The aid will be required of all employers with fewer than 500 people on their payrolls. Businesses with 50 or fewer employees can request a waiver. They have the burden of showing that the economic impact would be a threat to their continued operation.
Extended paid leave to care for a sick family member was also included in the bill, which is expected to cost $104 billion. Persons who qualify would be entittled to two-thrids of their regular pay for the time they are out.
The legislation does not specify how the number of employees should be computed--whether it's based on a straightforward head count, or on a full-time equivalent (FTE) basis.
The measure enacted Wednesday night is the first of what’s expected to be an outpouring of Congressional bills aimed at supporting the economy, assisting small businesses in particular, extending relief to victims of the economic downturn and providing all Americans with relief money.
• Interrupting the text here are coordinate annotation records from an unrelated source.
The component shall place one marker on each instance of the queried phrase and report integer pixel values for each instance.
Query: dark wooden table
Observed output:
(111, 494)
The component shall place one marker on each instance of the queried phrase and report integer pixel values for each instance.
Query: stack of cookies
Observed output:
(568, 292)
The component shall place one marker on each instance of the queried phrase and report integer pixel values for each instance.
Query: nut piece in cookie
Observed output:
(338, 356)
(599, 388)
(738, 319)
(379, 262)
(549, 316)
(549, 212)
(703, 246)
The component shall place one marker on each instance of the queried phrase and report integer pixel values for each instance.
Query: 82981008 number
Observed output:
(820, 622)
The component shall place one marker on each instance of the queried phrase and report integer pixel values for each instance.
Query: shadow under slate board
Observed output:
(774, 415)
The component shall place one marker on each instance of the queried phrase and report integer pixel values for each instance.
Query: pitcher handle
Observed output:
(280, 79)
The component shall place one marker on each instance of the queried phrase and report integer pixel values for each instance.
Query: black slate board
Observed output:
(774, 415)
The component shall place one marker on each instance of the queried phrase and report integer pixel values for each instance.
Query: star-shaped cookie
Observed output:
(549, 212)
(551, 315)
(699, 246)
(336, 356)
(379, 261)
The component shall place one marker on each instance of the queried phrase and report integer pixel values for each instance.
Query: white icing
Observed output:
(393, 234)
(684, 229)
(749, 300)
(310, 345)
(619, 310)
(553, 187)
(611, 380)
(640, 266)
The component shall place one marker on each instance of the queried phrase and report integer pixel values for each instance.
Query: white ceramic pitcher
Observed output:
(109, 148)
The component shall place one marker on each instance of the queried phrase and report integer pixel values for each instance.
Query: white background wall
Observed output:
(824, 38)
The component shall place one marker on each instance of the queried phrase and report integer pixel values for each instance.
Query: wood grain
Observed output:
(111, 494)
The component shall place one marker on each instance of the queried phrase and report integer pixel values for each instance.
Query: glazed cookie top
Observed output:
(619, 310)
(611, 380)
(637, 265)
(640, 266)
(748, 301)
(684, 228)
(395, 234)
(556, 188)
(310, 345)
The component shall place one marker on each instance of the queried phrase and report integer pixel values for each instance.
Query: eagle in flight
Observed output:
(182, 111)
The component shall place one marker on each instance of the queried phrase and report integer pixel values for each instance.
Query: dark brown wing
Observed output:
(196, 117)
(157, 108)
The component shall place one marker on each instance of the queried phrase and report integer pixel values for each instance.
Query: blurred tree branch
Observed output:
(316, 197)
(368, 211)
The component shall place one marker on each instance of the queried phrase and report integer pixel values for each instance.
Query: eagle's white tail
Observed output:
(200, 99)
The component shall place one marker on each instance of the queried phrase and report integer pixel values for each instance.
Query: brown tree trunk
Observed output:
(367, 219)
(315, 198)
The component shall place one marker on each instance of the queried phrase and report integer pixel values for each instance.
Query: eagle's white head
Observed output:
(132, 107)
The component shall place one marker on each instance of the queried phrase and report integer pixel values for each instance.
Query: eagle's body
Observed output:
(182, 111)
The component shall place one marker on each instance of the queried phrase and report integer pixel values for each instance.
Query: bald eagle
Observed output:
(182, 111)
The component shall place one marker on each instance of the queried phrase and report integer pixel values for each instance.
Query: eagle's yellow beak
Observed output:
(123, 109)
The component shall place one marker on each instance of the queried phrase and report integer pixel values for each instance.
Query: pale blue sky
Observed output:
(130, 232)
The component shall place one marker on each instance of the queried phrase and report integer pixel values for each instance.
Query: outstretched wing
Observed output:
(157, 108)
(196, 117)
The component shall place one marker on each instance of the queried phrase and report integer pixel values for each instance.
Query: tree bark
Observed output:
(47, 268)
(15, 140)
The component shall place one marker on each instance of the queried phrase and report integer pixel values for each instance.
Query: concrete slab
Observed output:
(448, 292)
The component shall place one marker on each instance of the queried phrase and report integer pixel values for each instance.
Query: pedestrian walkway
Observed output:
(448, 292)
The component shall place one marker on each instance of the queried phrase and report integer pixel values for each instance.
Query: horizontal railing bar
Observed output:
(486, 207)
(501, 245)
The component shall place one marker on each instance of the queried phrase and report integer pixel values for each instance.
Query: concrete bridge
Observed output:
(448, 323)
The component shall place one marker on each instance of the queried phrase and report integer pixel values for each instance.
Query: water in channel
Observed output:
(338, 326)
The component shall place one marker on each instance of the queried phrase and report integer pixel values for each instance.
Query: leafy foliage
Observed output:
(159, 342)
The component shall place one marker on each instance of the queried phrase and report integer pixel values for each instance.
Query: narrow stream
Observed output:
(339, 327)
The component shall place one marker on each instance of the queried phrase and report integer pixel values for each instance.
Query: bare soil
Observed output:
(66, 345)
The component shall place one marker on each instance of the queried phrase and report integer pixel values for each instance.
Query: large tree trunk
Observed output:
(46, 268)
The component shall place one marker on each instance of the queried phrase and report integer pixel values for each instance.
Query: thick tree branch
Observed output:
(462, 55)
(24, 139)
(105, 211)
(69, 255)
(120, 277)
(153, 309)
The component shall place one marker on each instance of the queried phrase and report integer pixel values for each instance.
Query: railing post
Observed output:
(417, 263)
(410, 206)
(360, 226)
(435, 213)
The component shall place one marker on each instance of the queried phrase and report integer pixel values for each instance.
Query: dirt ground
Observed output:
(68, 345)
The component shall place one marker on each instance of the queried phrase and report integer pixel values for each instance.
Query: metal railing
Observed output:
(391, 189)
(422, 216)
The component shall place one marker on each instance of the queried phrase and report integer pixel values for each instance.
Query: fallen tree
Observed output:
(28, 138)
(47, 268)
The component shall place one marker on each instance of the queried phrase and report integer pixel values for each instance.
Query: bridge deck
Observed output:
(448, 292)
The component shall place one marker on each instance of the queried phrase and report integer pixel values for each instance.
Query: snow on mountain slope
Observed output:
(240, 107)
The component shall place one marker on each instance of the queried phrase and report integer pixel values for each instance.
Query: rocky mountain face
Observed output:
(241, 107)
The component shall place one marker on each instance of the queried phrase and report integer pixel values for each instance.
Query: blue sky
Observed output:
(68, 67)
Subsequent bills are already in the works, with price tags of $500 billion to $1 trillion.
The relief bill was passed on the same day the National Restaurant Association asked for several hundred billion dollars in federal help specifically for restaurants, including $145 billion in direct relief payments to help operators pay their staffs.
The bill that passed by a rare bipartisan vote, 90-8, was actually drafted at the end of last week, before worsening conditions prompted dozens of states to suspend dine-in service. Restaurants in 29 states have been limited to delivery and takeout service.